Действие проявилось незамедлительно и неожиданно.

— Извини меня, Петр, — проговорил Джованни после нескольких минут езды в полном молчании.

— За что мне тебя извинять? — спросил Петр.

— Я так глупо выразился в ответ на твои наставления о странствиях, дескать, я — Гамбарини.

— Но разве ты не Гамбарини? — спросил Петр.

— Я Гамбарини, но это было бестактно, понимаешь? — продолжал Джованни. — Мой падре никогда бы не позволил себе ничего подобного по отношению к человеку более низкого происхождения.

Каррамба, мелькнуло в голове у Петра.

— Главное — у нас снова есть деньги, — продолжал Джованни. — Хотя это лишь мизерная часть тех ценностей, которых мы лишились. Одна «Мона Лиза» стоила больше мешка золота. Или слуги бессмысленно и задешево спустили наше состояние, или Иоганн украл у них не все.

«По крайней мере, он признает мои заслуги и рассуждает об этих деньгах так, будто они принадлежат нам обоим», — подумал Петр.

Добравшись до Инсбрука, города чистого и богатого как по внешнему виду, так и по сути, в котором находились резиденция эрцгерцога, сейм и парламент австрийских земель, молодые люди поселились в лучшем номере лучшей гостиницы и три дня велели потчевать себя лучшими яствами и лучшими винами, чтоб опомниться от пережитых невзгод, разгуливали по заповеднику, где содержались серны, лани и прелестные небольшие медведи, бравшие пищу прямо из рук; а тем временем лучшие портные города лучшими нитками готовили для них новехонькую, с иголочки, экипировку из лучшего сукна, поскольку Джованни настаивал на том, чтоб явиться пред светлые очи доброго дядюшки Танкреда в нарядах, подобающих юному графу Гамбарини и его компаньону и защитнику; на четвертый день на самых лучших конях благородной мадьярской породы, которых только можно было достать в Инсбруке, они выступили из города. Коня Иоганна — он был норовист и к тому же припадал на заднюю левую ногу — Джованни продал мяснику.

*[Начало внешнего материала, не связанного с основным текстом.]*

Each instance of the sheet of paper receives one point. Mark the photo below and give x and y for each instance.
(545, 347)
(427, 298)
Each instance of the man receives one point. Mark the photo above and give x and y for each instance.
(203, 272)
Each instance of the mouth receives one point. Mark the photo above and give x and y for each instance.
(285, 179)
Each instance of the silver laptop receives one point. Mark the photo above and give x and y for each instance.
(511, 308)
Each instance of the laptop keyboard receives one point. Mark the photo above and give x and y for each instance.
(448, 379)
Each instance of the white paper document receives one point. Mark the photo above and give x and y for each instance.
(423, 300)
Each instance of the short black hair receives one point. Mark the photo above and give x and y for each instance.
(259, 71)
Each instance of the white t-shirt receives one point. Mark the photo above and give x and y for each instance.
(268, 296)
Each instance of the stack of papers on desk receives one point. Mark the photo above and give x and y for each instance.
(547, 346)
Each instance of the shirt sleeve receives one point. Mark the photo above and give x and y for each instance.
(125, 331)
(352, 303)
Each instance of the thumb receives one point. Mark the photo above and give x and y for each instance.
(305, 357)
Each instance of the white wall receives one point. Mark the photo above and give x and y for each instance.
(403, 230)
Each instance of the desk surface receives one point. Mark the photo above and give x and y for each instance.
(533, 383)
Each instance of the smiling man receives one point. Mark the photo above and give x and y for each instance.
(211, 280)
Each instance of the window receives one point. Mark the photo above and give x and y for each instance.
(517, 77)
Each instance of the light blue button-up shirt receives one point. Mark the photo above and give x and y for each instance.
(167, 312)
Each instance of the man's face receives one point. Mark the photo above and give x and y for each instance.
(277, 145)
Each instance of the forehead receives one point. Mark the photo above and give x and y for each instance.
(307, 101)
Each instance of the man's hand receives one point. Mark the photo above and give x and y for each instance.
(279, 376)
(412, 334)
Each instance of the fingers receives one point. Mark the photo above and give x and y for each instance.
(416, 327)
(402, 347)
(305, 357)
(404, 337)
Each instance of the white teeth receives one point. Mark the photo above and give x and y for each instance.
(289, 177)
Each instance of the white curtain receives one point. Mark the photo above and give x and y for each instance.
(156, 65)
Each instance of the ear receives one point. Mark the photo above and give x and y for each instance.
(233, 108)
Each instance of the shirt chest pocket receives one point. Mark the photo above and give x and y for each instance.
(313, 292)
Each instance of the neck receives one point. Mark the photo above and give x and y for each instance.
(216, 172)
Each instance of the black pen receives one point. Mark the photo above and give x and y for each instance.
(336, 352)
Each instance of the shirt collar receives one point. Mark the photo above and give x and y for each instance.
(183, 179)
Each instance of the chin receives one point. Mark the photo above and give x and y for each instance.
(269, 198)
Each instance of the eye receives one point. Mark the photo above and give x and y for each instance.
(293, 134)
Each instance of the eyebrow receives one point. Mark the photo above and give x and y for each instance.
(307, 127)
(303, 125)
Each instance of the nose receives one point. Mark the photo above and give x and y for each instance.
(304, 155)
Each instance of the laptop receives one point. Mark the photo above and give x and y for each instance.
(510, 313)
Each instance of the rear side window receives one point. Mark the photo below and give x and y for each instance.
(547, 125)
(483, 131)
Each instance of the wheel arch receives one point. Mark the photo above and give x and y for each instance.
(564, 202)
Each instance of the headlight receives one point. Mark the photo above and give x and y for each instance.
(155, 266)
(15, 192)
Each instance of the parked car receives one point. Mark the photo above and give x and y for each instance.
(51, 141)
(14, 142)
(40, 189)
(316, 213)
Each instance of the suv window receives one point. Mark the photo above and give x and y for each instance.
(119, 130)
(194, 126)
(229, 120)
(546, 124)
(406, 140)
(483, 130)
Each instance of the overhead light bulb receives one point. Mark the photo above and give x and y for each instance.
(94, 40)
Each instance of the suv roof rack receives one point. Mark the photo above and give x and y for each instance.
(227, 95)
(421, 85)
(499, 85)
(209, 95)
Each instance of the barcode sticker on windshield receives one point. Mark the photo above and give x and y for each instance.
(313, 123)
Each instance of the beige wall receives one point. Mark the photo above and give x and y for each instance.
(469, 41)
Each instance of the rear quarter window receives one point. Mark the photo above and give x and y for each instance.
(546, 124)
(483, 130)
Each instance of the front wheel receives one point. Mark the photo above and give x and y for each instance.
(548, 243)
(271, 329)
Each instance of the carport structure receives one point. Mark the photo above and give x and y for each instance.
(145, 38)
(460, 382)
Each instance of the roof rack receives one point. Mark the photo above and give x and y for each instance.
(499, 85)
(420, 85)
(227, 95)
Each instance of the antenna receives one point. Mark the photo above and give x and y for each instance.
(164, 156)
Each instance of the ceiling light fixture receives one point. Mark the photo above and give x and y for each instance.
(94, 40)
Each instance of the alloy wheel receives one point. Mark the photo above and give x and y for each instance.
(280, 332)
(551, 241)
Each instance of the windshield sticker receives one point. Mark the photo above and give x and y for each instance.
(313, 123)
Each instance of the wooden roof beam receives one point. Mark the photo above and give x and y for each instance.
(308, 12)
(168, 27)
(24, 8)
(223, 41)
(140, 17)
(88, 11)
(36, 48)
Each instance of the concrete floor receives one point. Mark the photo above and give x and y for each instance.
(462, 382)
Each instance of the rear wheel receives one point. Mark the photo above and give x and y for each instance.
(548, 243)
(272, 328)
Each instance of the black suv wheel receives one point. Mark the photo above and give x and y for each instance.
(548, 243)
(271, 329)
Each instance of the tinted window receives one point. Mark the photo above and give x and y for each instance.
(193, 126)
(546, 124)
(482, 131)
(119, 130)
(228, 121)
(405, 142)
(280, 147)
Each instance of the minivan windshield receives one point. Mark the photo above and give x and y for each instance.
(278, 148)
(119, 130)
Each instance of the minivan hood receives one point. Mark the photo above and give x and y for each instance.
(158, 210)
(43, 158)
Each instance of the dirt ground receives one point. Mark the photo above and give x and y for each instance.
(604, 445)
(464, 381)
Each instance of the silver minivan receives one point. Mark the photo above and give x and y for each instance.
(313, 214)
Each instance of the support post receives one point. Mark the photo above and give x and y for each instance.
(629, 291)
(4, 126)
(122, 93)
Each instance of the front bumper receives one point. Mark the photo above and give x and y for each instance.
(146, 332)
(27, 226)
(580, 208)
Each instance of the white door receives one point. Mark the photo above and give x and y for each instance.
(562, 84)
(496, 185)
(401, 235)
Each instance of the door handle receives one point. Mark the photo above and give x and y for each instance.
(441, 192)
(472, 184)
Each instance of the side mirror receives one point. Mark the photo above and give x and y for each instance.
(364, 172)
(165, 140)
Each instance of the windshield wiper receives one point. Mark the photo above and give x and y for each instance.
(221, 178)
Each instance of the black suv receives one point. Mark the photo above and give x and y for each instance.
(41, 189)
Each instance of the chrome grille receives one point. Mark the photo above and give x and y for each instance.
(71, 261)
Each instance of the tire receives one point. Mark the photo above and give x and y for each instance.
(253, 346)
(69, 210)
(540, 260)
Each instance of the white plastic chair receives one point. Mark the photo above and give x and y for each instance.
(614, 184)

Неподалеку от границ Венецианской республики их поджидал еще один чудовищно неприятный сюрприз, Бог даст последний, ибо на родной Джованни земле Италии наверняка все пойдет гладко и без помех. Они ехали глубоким лесистым ущельем, как вдруг, откуда ни возьмись, на них накинулась орда маленьких, смуглых, орущих человечков, так что путники уж решили было, что снова попали в лапы к разбойникам; однако предводитель или начальник этих молодцов, мужчина пристойной наружности, так называемый подеста, растолковал им, что это — не нападение, а таможенный досмотр, им нужно проверить, не везут ли путники вино или спирт, кремни в чрезмерном количестве, шелк-сырец или сукно и не едут ли из мест, застигнутых чумой. Когда они по правде и по совести ответили, что ничего подобного у них нет и в помине и что исходным пунктом их путешествия была чешская земля, где уже несколько лет не случалось никакого мора, подеста поклонился и, не вполне понятно почему, поцеловал кончики пальцев на своей правой руке.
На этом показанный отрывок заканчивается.